I love social media and use it to my advantage – and I don’t just mean directing readers to my books. I have a certain word count I want to hit every day when I’m drafting, and it’s rare that I actually hit it in one bang-out session. Typically about halfway through there’s a moment where I simply don’t feel like writing anymore. Sometimes I even know what’s going to happen next, but it doesn’t matter. The candle has been lit, yes, but it burned down to the end of the wick and all I’ve got left is the little nub of blue flame that’s about to be drowned in wax.
In other words, I’m just not on fire at that point.
Like all writers, there are times when I have to force myself to write.

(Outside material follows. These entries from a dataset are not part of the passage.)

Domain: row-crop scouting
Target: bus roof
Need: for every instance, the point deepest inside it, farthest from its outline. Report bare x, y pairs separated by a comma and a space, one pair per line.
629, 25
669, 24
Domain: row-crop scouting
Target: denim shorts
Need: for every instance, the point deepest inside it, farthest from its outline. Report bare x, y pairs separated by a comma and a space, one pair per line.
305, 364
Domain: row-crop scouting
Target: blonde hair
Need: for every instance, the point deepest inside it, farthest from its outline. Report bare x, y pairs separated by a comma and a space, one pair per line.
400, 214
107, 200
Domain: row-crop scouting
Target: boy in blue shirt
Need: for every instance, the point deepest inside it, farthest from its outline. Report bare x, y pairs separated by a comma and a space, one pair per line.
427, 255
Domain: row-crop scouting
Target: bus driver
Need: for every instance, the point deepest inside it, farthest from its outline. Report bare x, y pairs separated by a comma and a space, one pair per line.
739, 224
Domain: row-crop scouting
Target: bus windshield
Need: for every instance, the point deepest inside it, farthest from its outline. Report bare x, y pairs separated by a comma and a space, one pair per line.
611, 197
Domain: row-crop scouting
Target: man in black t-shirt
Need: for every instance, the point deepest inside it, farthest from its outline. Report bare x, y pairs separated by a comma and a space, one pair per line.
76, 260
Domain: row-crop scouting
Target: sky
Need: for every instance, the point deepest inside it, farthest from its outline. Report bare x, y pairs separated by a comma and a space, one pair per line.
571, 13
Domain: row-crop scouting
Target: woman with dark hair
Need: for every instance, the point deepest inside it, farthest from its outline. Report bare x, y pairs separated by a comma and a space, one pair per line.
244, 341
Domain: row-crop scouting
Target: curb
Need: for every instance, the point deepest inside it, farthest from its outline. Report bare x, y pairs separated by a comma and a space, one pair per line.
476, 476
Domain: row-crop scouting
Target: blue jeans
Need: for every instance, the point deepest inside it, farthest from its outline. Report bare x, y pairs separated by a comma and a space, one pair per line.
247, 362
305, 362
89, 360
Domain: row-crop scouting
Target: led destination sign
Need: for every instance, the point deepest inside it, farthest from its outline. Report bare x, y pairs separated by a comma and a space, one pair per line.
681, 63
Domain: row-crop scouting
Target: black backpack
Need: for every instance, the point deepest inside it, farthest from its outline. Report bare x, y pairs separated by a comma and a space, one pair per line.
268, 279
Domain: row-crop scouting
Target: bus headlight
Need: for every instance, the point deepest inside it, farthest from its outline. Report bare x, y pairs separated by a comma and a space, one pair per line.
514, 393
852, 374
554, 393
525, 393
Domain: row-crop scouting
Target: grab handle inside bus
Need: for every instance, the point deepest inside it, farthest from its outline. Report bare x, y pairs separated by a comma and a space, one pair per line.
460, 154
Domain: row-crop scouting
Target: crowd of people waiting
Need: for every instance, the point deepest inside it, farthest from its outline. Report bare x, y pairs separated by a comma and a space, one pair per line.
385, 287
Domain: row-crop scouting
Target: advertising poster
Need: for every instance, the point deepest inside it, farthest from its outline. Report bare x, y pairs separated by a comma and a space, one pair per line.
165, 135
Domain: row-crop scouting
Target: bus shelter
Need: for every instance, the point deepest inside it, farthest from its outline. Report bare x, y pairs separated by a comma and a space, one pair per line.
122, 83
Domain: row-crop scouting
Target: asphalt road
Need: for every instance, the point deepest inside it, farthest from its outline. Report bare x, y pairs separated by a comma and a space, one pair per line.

I actually make the announcement to the boyfriend, climb the stairs like Anne Boelyn at the Tower and treat opening my laptop like a reverse guillotine. It can be that hard.
Once I’m there, in front of the computer with the WIP up on a Word doc, I know I can’t walk away. I won’t have the fortitude to go through the process of putting myself in front of it again. But I also don’t want to make words when all I’m running on is that little tiny blue flame.
So, I open up a browser screen, and I see what everybody else is up to. Sometimes I just hit up Goodreads for a little bit and look at books I want to read. Sometimes I scroll through Tumblr, check Facebook for any notifications, hop on Twitter to commiserate with other writers.
And you know what? The laptop is already open. The Word doc is hovering behind the browser, letting me know that the word count for today isn’t hit yet. My flame rekindles as I give myself a little time away from the WIP, and when I return the next bit of dialogue is more natural than it would’ve been otherwise, the next step in the plot more evident than it would’ve been if I slapped something together for the sake of forward movement.
I didn’t leave my computer. I don’t have to force myself to sit back down in front of it. It wasn’t a rabbit hole of distraction, but a much needed regroup – one I take everyday.
So don’t treat social media like the anathema to your creativity. It might be the gasp of oxygen that you need.